Data storytelling is an effective way to get your team and your users the answers they need with a minimum amount of time and effort committed on their part. The more digital everything gets, the more dashboards, spreadsheets, and other business intelligence tools come trickling down from on high. The problem that results from having all these forms of interpretation is that while dashboards and spreadsheets are great at telling you what happened, they’re not nearly as good at telling you why it happened.

In short, the need for human intervention in manual reporting and data wrangling slows down the process of communicating what data is finding in an organization.

While there are numerous great tools capable of presenting data in tables and charts, they lack the extremely important component of a narrative that can more effectively and efficiently communicate both information and key insights.

Data storytelling is a method of communicating information that is custom-fit for a specific audience and offers a compelling narrative to prove a point, highlight a trend, make a sale, or all of the above. Sharing stories to share information is a human tradition that dates back as far as our distant ancestors gathered around a fire or painting pictures on cave walls.

Plenty of scientific evidence exists that shows storytelling as the primary form of how knowledge was transmitted from one large group of people to another, and how stories, traditions, and mythology was passed on from one generation to the next. You can see a timeline of this in Matt Peters’s article “The History of Storytelling in 10 Minutes”.

The arrival of data storytelling allows us to put a human perspective on a data set and convey emotion and intuition seamlessly. Data storytelling combines three critical components, storytelling, data science, and visualizations, to create not just a colorful chart or graph, but a work of art that carries forth a narrative complete with a beginning, middle, and end.

Good data stories have three key components: data, narrative, and visuals. You can see a diagram illustrating this from Brent Dykes in Figure 2-6.
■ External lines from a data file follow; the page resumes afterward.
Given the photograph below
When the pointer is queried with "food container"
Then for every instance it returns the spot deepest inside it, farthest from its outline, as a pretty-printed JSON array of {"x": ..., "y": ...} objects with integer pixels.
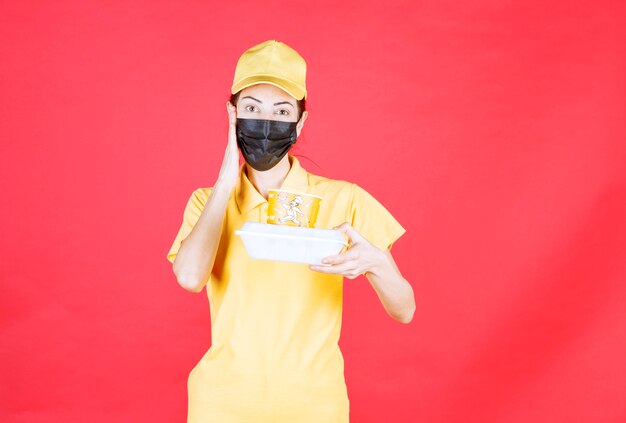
[
  {"x": 292, "y": 208},
  {"x": 265, "y": 241}
]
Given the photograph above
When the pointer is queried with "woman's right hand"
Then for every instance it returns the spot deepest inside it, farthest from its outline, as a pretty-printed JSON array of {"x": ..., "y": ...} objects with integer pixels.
[{"x": 229, "y": 173}]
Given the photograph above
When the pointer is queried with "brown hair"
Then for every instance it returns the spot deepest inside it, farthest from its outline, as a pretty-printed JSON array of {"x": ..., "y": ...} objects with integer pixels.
[{"x": 301, "y": 104}]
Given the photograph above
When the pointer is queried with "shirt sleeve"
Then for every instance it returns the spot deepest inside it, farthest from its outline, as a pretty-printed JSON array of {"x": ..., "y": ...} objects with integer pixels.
[
  {"x": 372, "y": 220},
  {"x": 192, "y": 213}
]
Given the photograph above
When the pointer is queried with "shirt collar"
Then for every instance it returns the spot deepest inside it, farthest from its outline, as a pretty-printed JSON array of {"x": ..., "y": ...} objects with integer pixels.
[{"x": 248, "y": 197}]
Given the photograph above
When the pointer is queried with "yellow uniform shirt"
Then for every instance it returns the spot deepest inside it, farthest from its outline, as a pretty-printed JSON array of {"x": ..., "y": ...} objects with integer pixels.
[{"x": 275, "y": 326}]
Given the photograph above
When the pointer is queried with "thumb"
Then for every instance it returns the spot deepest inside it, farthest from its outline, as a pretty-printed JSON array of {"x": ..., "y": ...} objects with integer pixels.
[{"x": 350, "y": 231}]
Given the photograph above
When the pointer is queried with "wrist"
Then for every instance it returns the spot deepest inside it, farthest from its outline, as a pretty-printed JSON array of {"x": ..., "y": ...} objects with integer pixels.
[{"x": 378, "y": 262}]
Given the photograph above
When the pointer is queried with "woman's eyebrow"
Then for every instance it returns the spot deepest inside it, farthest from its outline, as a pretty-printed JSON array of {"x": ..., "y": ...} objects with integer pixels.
[{"x": 275, "y": 104}]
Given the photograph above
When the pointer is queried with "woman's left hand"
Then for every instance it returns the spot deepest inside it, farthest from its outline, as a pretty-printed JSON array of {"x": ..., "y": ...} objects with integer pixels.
[{"x": 361, "y": 256}]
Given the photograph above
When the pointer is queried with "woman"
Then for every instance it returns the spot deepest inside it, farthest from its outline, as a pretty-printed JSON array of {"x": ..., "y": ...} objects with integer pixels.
[{"x": 275, "y": 326}]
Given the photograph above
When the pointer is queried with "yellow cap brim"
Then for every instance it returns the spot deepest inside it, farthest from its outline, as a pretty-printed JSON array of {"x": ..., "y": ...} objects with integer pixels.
[{"x": 292, "y": 89}]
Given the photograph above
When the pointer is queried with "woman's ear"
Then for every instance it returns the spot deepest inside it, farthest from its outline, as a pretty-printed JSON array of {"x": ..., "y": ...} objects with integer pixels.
[{"x": 301, "y": 122}]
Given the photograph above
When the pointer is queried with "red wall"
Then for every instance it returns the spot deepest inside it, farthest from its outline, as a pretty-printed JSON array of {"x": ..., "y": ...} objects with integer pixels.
[{"x": 493, "y": 131}]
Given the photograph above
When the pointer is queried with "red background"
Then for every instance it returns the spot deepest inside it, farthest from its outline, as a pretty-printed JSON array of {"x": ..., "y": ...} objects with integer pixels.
[{"x": 492, "y": 130}]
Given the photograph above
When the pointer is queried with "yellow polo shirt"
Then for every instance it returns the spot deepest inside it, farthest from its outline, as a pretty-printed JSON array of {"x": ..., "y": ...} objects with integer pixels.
[{"x": 275, "y": 326}]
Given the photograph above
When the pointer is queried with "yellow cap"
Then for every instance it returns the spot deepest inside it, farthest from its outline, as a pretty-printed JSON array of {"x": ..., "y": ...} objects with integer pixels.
[{"x": 272, "y": 62}]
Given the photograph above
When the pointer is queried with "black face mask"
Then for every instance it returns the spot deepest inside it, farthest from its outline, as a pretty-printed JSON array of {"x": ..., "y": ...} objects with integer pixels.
[{"x": 264, "y": 142}]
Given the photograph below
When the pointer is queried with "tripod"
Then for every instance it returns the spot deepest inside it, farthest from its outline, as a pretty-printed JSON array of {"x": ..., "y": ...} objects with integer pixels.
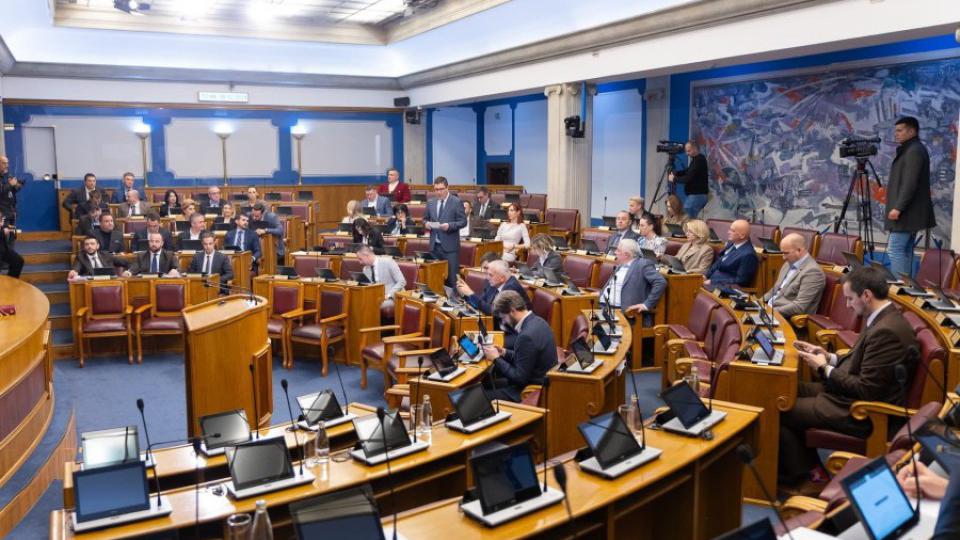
[{"x": 860, "y": 182}]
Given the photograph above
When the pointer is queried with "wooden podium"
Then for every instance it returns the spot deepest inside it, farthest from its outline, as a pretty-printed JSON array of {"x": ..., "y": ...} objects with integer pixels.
[{"x": 223, "y": 338}]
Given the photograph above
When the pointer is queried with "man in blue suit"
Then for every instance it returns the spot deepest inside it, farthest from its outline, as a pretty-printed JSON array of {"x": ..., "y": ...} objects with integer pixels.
[
  {"x": 533, "y": 356},
  {"x": 444, "y": 219},
  {"x": 635, "y": 286},
  {"x": 737, "y": 263},
  {"x": 379, "y": 203}
]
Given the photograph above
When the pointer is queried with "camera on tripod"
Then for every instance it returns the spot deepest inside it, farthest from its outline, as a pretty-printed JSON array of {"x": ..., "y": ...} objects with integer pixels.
[
  {"x": 669, "y": 147},
  {"x": 859, "y": 148}
]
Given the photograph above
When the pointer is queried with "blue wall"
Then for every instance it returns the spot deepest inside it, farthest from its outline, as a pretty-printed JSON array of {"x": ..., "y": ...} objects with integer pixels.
[{"x": 37, "y": 206}]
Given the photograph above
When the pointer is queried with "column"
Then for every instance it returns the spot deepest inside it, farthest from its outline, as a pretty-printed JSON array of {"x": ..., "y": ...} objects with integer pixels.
[{"x": 569, "y": 160}]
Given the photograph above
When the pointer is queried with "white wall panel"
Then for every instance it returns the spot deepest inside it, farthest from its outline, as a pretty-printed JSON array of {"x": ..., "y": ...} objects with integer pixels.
[
  {"x": 455, "y": 144},
  {"x": 193, "y": 149},
  {"x": 333, "y": 147},
  {"x": 103, "y": 145}
]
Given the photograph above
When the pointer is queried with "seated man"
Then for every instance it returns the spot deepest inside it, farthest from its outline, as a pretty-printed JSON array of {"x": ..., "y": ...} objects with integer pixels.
[
  {"x": 801, "y": 281},
  {"x": 533, "y": 356},
  {"x": 210, "y": 261},
  {"x": 635, "y": 286},
  {"x": 866, "y": 373},
  {"x": 737, "y": 263},
  {"x": 155, "y": 260},
  {"x": 91, "y": 257}
]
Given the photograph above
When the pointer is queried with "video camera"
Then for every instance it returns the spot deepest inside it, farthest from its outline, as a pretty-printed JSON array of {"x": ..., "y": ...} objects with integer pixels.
[
  {"x": 859, "y": 148},
  {"x": 669, "y": 147}
]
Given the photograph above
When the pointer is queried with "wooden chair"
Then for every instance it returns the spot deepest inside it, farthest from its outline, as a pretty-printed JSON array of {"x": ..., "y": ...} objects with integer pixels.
[
  {"x": 106, "y": 313},
  {"x": 162, "y": 316}
]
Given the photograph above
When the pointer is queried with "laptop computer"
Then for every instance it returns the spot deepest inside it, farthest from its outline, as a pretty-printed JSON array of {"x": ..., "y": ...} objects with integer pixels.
[
  {"x": 615, "y": 449},
  {"x": 690, "y": 415},
  {"x": 371, "y": 434},
  {"x": 232, "y": 427},
  {"x": 262, "y": 466},
  {"x": 507, "y": 485},
  {"x": 474, "y": 410},
  {"x": 113, "y": 495}
]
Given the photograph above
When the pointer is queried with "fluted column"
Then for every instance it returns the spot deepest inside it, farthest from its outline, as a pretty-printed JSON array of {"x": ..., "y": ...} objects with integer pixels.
[{"x": 569, "y": 160}]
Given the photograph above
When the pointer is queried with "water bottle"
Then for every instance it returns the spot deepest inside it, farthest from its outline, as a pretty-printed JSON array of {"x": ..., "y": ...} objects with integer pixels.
[{"x": 262, "y": 529}]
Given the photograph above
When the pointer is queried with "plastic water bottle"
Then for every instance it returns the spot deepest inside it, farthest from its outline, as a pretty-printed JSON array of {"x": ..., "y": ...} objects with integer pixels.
[{"x": 262, "y": 529}]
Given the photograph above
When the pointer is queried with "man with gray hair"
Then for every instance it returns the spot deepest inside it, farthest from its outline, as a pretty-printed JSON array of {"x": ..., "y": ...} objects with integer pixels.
[
  {"x": 635, "y": 286},
  {"x": 534, "y": 353}
]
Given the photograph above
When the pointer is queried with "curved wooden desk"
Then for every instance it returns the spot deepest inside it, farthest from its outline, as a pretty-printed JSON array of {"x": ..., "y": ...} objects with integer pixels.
[{"x": 25, "y": 374}]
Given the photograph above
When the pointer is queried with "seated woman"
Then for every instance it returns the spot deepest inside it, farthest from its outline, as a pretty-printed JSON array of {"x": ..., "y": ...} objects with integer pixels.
[
  {"x": 171, "y": 204},
  {"x": 400, "y": 223},
  {"x": 513, "y": 232},
  {"x": 650, "y": 236},
  {"x": 696, "y": 254}
]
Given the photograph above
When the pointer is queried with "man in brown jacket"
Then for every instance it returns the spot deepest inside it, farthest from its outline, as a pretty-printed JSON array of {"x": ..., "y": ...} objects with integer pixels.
[{"x": 866, "y": 373}]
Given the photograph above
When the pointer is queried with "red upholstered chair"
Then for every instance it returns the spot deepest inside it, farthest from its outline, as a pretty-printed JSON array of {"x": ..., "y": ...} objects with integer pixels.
[
  {"x": 106, "y": 313},
  {"x": 377, "y": 351},
  {"x": 832, "y": 246},
  {"x": 163, "y": 315},
  {"x": 328, "y": 326}
]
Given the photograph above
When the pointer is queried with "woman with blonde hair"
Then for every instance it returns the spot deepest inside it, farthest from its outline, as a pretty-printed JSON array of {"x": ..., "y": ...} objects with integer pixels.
[{"x": 696, "y": 254}]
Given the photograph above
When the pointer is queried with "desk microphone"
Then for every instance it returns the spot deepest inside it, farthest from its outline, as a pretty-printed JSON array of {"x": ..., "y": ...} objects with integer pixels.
[
  {"x": 745, "y": 453},
  {"x": 381, "y": 414}
]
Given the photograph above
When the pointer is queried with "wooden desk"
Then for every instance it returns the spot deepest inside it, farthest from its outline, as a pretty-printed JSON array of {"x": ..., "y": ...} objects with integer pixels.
[
  {"x": 422, "y": 478},
  {"x": 691, "y": 492}
]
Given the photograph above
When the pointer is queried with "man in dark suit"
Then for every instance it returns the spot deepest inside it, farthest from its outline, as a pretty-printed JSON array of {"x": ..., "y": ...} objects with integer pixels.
[
  {"x": 153, "y": 226},
  {"x": 534, "y": 352},
  {"x": 866, "y": 373},
  {"x": 444, "y": 219},
  {"x": 82, "y": 194},
  {"x": 909, "y": 206},
  {"x": 110, "y": 239},
  {"x": 737, "y": 263},
  {"x": 155, "y": 260},
  {"x": 210, "y": 261}
]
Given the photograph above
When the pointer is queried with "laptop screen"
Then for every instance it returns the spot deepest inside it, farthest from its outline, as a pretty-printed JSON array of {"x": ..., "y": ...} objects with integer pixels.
[
  {"x": 471, "y": 403},
  {"x": 111, "y": 491},
  {"x": 259, "y": 462},
  {"x": 609, "y": 439},
  {"x": 879, "y": 501},
  {"x": 505, "y": 477}
]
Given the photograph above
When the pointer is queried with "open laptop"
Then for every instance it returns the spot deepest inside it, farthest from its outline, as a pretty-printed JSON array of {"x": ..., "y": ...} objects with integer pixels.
[
  {"x": 371, "y": 434},
  {"x": 113, "y": 495},
  {"x": 322, "y": 406},
  {"x": 474, "y": 410},
  {"x": 262, "y": 466},
  {"x": 884, "y": 510},
  {"x": 507, "y": 485},
  {"x": 690, "y": 415},
  {"x": 232, "y": 427},
  {"x": 615, "y": 449}
]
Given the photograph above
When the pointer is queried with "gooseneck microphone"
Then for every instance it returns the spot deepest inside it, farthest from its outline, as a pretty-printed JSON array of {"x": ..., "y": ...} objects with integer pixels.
[
  {"x": 381, "y": 414},
  {"x": 745, "y": 453}
]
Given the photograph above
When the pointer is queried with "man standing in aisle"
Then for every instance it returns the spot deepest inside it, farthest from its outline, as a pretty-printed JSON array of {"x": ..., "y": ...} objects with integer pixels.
[{"x": 909, "y": 207}]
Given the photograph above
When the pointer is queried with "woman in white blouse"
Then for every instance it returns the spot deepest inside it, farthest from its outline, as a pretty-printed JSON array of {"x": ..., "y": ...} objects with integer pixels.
[{"x": 513, "y": 232}]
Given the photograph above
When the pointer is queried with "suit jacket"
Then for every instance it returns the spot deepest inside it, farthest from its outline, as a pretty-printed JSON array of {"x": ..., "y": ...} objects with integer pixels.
[
  {"x": 141, "y": 264},
  {"x": 387, "y": 272},
  {"x": 802, "y": 294},
  {"x": 696, "y": 258},
  {"x": 453, "y": 215},
  {"x": 251, "y": 242},
  {"x": 739, "y": 267},
  {"x": 533, "y": 355},
  {"x": 83, "y": 267},
  {"x": 908, "y": 189},
  {"x": 220, "y": 265}
]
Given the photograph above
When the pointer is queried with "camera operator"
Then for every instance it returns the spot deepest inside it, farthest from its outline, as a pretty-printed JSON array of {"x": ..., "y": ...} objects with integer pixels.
[
  {"x": 909, "y": 206},
  {"x": 695, "y": 180}
]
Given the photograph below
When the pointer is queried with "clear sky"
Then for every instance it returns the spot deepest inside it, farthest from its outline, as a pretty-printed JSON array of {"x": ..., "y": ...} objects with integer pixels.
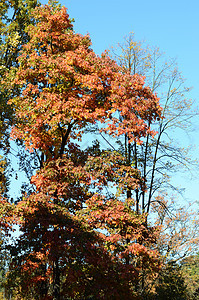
[{"x": 171, "y": 25}]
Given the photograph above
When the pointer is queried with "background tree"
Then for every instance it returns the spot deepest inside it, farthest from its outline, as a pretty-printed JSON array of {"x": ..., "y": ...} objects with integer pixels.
[
  {"x": 64, "y": 89},
  {"x": 157, "y": 158}
]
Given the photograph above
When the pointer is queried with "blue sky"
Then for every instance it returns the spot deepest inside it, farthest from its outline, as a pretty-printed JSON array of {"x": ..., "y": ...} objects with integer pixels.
[{"x": 170, "y": 25}]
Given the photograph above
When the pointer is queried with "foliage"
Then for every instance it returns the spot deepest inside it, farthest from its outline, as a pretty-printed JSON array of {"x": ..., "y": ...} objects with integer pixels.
[
  {"x": 75, "y": 240},
  {"x": 189, "y": 267},
  {"x": 171, "y": 283},
  {"x": 83, "y": 234}
]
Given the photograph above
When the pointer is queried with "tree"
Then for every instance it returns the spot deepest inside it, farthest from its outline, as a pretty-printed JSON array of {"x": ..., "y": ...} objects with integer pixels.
[
  {"x": 64, "y": 89},
  {"x": 157, "y": 157},
  {"x": 189, "y": 266},
  {"x": 171, "y": 283}
]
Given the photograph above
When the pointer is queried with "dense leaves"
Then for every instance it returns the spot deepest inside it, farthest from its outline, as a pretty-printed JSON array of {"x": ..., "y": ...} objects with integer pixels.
[{"x": 82, "y": 235}]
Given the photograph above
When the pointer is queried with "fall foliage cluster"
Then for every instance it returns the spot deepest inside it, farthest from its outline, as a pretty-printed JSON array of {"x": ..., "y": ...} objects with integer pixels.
[{"x": 85, "y": 230}]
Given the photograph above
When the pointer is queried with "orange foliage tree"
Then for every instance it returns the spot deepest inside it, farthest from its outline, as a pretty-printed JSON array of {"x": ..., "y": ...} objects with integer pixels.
[{"x": 76, "y": 239}]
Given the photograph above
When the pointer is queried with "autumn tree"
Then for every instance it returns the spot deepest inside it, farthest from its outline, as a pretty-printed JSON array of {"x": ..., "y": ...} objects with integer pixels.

Figure 2-6. The components of an effective data story9

The data part is fairly obvious—data has to be accurate for the correct insights to be achieved. The narrative has to give a voice to the data in simple language, turning each data point into a character in the story with its own tale to tell. The visuals are what we are most concerned about. They have to allow us to be able to find trends and patterns in our datasets and do so easily and specifically. The last thing we want is for the most important points to be buried in rows and columns.

As stated by the well-known data visualization expert, Stephen Few, “Numbers have an important story to tell. They rely on you to give them a clear and convincing voice.”10 Therefore if you have an insight that you want to share, it’s best to share it in the form of a data story.

Types of Data Visualizations

There are different methods to represent data. Let’s discuss some of the most well-known uses for data visualization.

Changes over Time

This is probably the simplest method to teach and to learn, yet no less valuable because of it. Children can plot points based on how many candy bars they sold at the school store over the course of a week to determine what days they should stock the most and what days they can reorder without loss of revenue. They see that more kids are buying candy on Tuesday and Friday—Tuesday because they all remember about the candy on Monday but don’t have money until they go home that night to ask for some, and Friday because it’s the class snack day and a fun way to welcome in the weekend.

Businesses can chart the popularity of certain items over the course of a quarter, a year, or a decade to see what historical events are influencing their sales and how to prepare for them in the future.

A hotel chain can plot its drop in revenue during years when gas prices soared, such as in 2008 when tensions in the Middle East and the United States’ faltering relationship with Argentina drove the price of unleaded gas domestically toward $4/gallon. With fewer Americans taking long road trips and the price of jet fuel skyrocketing, predicating that airlines raise their prices and cut down on the flexibility of how much luggage each person could bring accordingly, far fewer Americans traveled that summer and hotel reservations took a nosedive.

While these numbers impact some when they simply hear them, they garner a much more severe, immediate reaction when they can be seen on a bar chart as a series of tall, vibrant colored lines for each year preceding 2008, then a huge dropoff in number of reservations and corresponding number of dollars earned for 2008. The bounceback that follows only mitigates the damage done, but does not solve the problem should it happen again.

Seeing that visualization (Figure 2-7) helps get people into a problem-solving mode: at what price point in gasoline costs does our revenue start to fall beneath a sustainable level? What are the indicators that this will repeat itself in the future? Since we cannot control the price of gas, what other avenues can we take to combat the drop in revenue when another gas spike occurs?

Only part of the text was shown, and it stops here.